Skill name: `tai-ch095-anti-patterns-confusing-refusal-with-safety`

Based on **Testing AI: Engineering Confidence in AI Systems** by **Jason Arbon**.

## Purpose

A model that refuses often is not automatically safe. It may simply be less useful.

## Use This Workflow

- Identify the AI behavior or release decision being evaluated.
- Define realistic cases, slices, unacceptable outcomes, and evidence needed for confidence.
- Choose measurements that match the risk: rubric scores, samples, intervals, traces, human review, deterministic checks, or production monitors.
- Report uncertainty, severe failures, and decision impact instead of only a pass/fail result.

## Key Guidance

Safety testing often focuses on whether the system refuses harmful requests. That is important,
but refusal is not the same as safety.
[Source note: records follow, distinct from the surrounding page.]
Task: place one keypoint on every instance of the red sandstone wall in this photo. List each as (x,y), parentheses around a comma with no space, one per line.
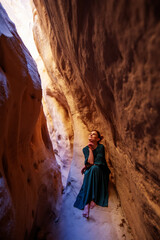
(103,59)
(30,182)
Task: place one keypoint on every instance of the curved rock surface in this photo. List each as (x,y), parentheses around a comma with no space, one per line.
(103,60)
(30,181)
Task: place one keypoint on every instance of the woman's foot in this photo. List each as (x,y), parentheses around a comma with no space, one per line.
(92,204)
(86,211)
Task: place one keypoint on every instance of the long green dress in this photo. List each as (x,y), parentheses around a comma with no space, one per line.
(95,182)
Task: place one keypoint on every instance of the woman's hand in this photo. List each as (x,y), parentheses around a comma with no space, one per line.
(90,145)
(83,170)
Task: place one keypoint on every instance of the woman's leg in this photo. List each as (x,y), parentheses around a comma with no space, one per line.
(92,204)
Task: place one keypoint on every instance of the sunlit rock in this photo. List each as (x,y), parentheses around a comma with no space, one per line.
(30,181)
(103,60)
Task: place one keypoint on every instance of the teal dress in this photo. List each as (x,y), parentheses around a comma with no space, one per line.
(95,182)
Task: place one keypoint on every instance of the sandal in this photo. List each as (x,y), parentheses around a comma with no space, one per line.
(86,211)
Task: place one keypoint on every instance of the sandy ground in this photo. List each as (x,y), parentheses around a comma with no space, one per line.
(105,223)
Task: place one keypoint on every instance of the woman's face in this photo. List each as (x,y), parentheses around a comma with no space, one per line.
(93,137)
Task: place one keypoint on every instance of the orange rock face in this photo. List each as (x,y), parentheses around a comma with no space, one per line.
(30,182)
(103,59)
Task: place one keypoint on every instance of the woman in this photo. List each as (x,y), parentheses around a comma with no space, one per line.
(94,189)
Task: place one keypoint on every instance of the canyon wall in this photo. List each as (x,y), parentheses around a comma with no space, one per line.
(30,181)
(103,61)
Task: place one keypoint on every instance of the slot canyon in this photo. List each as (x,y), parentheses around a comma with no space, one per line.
(68,67)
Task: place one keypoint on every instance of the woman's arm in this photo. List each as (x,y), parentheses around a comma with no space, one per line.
(91,157)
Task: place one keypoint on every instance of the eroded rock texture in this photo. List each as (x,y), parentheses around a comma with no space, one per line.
(103,59)
(30,182)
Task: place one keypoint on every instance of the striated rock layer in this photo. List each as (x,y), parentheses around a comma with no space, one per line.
(30,181)
(103,60)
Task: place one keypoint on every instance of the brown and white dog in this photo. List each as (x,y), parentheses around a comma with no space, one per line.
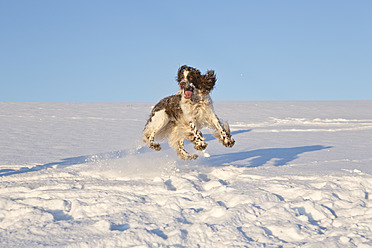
(181,116)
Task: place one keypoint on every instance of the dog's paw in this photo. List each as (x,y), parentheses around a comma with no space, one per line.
(188,156)
(155,146)
(200,146)
(228,142)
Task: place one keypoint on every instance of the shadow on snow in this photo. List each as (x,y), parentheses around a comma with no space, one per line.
(257,157)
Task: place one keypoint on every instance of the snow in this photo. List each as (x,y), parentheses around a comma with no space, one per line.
(76,175)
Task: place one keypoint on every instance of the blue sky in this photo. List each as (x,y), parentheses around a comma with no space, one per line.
(129,51)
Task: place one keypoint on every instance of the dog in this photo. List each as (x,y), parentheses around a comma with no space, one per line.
(181,116)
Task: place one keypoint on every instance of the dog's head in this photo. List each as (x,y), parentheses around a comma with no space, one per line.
(191,81)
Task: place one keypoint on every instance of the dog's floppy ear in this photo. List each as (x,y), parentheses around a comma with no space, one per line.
(207,82)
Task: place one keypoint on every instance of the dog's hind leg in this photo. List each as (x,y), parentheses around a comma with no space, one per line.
(222,133)
(183,154)
(197,138)
(156,122)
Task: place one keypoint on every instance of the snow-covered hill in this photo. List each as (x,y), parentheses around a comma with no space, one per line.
(75,175)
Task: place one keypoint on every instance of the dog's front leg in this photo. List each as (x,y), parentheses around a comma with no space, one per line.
(183,154)
(222,131)
(197,137)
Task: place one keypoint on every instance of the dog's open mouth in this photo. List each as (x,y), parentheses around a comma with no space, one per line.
(188,93)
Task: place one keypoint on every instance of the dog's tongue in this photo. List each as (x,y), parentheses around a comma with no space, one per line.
(188,93)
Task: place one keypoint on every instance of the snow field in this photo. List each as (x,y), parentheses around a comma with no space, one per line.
(79,178)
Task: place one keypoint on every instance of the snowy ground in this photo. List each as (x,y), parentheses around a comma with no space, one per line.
(74,175)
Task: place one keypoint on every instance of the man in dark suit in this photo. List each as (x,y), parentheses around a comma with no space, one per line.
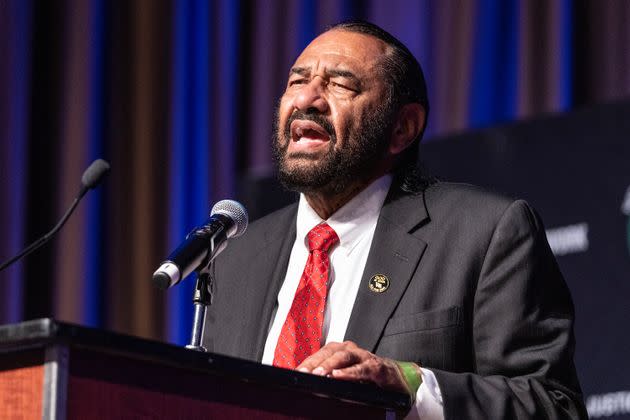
(443,291)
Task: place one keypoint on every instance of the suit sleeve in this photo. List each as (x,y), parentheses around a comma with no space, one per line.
(522,332)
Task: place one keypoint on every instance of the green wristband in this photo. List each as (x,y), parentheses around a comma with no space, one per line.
(412,376)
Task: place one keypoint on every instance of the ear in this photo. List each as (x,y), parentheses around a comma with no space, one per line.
(409,123)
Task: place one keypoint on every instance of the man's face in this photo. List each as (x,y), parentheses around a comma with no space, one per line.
(333,121)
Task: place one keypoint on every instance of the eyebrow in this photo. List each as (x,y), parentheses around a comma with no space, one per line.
(305,71)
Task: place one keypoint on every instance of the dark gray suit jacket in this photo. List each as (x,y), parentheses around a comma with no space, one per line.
(475,295)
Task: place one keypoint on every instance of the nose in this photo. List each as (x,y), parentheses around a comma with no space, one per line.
(311,96)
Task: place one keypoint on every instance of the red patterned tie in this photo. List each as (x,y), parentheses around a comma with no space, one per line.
(302,331)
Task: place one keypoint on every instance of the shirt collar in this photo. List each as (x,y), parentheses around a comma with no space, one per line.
(352,220)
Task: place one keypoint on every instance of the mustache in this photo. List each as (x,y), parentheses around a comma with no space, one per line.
(311,116)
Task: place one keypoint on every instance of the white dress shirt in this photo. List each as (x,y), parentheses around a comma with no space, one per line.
(355,224)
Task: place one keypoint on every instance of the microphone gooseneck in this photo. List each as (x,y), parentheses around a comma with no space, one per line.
(92,176)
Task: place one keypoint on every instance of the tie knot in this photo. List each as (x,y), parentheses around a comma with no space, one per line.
(322,237)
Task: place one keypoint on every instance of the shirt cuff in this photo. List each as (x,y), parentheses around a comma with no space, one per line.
(428,405)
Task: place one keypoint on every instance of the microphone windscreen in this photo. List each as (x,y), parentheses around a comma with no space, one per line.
(95,173)
(235,211)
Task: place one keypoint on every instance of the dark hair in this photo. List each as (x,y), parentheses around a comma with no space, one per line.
(406,83)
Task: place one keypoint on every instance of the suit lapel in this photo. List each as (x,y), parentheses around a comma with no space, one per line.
(395,253)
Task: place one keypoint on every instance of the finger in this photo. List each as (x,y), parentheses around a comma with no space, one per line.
(342,358)
(315,359)
(382,372)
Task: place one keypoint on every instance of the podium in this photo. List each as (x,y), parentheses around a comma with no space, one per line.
(56,370)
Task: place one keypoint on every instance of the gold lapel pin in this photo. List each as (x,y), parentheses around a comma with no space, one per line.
(379,283)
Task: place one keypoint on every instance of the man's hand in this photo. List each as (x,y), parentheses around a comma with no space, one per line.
(349,362)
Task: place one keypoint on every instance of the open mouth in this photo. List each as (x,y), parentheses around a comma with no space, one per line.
(308,132)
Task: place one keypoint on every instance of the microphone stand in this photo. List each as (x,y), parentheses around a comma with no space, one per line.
(202,298)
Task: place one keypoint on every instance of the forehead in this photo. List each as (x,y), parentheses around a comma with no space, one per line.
(338,48)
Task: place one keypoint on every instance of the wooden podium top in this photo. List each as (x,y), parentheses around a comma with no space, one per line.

A system can over-refuse harmless requests, under-refuse
dangerous variants, comply through tools, or give unsafe partial help while sounding cautious.

## Apply The Approach

Create representative cases, score them with explicit criteria, review severe failures separately, report uncertainty, and connect the evidence to a concrete decision.

## Expert Notes

At expert level, measure over-refusal, under-refusal, harmful compliance, safe completion, tool-
mediated risk, jailbreak robustness, and category-specific policy correctness.